Amazon is 30 years old now. It was only 19 years old when Brad Stone released his book The Everything Store: Jeff Bezos and the Age of Amazon. By all accounts, Jeff Bezos always had the vision that Amazon would sell everything. And whilst it doesn’t sell everything, it sells a lot. It covers nearly every part of retail through amazon.com, it covers food and beverage through Amazon Fresh, it covers cloud (where they have the largest market share) and AI through the insanely profitable AWS, it covers media and entertainment through Prime Video and it’s got a significant online advertising component too. Then there are the subsidiaries: Kuiper Systems (a satellite provider), IMDd, Goodreads, Ring, Audible, Twitch, Whole Goods Market and Zoox, for self driving cars. Then there are services it uses to run operations, such as Amazon Air, Amazon Flex and Amazon Logistics. Amazon is huge. It’s a modern-day technology conglomerate. In fact, you could compare it to Samsung and Hyundai which we generally think of when we’re talking about conglomerates. We have to mention another big US conglomerate, which has been built through acquisitions, and that’s Warren Buffett’s Berkshire Hathaway. Berkshire owns or partially owns businesses in as diverse industries as financial services (insurance, payments, banking), utilities and energy, manufacturing, clothing, flight services, retail, media, real estate, consumer technology and fast-moving consumer goods.

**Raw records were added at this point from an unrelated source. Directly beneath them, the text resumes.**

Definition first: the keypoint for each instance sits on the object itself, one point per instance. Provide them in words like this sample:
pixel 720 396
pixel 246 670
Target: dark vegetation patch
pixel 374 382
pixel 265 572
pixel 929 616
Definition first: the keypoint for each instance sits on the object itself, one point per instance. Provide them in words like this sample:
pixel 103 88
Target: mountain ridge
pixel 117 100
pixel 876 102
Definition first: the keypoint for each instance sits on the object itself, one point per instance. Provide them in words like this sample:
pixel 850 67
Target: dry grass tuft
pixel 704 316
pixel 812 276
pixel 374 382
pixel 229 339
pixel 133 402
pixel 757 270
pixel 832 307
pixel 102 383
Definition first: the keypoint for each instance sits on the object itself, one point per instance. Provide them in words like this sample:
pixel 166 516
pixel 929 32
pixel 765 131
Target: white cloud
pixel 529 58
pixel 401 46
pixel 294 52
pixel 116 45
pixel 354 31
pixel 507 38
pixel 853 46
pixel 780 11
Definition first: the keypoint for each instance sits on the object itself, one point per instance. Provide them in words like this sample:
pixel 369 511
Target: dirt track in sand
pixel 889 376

Of course, building and growing these different conglomerates were done very differently, and the management of them is done very differently. Conglomerates are often undervalued by the market, but if you are a buy and hold, long term investor, that shouldn’t worry you. On the contrary, that’s a good thing. As much as I’m a fan of conglomerates, I’m not blind to the fact that they can display the worst of big company behaviour: inefficiency, bloated, slow moving, poor incentives, bad organisational design and lacking in focus.
You’ll notice that as we moved away from The Everything Apps, towards industrial conglomerates the composition of services and products provided changes.

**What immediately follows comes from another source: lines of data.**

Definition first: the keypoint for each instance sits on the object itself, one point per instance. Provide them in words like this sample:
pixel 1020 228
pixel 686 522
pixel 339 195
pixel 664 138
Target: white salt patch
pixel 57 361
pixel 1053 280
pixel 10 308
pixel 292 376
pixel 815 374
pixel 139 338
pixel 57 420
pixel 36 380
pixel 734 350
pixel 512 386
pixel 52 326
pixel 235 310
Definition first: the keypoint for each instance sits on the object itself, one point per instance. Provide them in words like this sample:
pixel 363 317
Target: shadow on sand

This brings me onto the biggest two qualms I have with the Silicon Valley Everything App. Firstly, no conglomerate started as a conglomerate, they started in a niche, and then expanded. Amazon started selling books. Berkshire started as a textile mill. Samsung started by selling noodles, fish and groceries. You can’t start with a super app, you’ve got to grow to it. Interestingly, this has always been the Silicon Valley startup advice - find a niche market and exploit it (Facebook found college students as a niche, PayPal found eBay users as a niche). Any product, at conception that aims to be The Everything App will almost certainly fail.
But secondly, Silicon Valley Everything Apps lack ambition. Let’s take Sequoia Capital’s write up of FTX.

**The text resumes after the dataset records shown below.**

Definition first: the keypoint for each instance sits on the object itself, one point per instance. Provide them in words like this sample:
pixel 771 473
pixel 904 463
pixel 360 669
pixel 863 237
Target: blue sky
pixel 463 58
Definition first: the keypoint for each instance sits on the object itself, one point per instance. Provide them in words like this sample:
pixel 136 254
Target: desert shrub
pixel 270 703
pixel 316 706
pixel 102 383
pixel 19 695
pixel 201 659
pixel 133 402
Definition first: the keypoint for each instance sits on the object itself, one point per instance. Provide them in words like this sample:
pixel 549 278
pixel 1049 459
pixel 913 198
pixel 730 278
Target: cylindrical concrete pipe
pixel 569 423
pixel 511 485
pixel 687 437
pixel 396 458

“That’s when SBF told Sequoia about the so-called super-app: “I want FTX to be a place where you can do anything you want with your next dollar. You can buy bitcoin. You can send money in whatever currency to any friend anywhere in the world. You can buy a banana. You can do anything you want with your money from inside FTX.”
That’s not an Everything App - it’s simply a payments app. The Everything App, is more often than not, marketing hype. And marketing hype is an avoid at all costs scenario for the clever investor. The Everything Apps touted by Silicon Valley don’t get close to being everything, none of them have an industrial component. Silicon Valley Everything Apps lack ambition, and conglomerates already have bigger ambitions.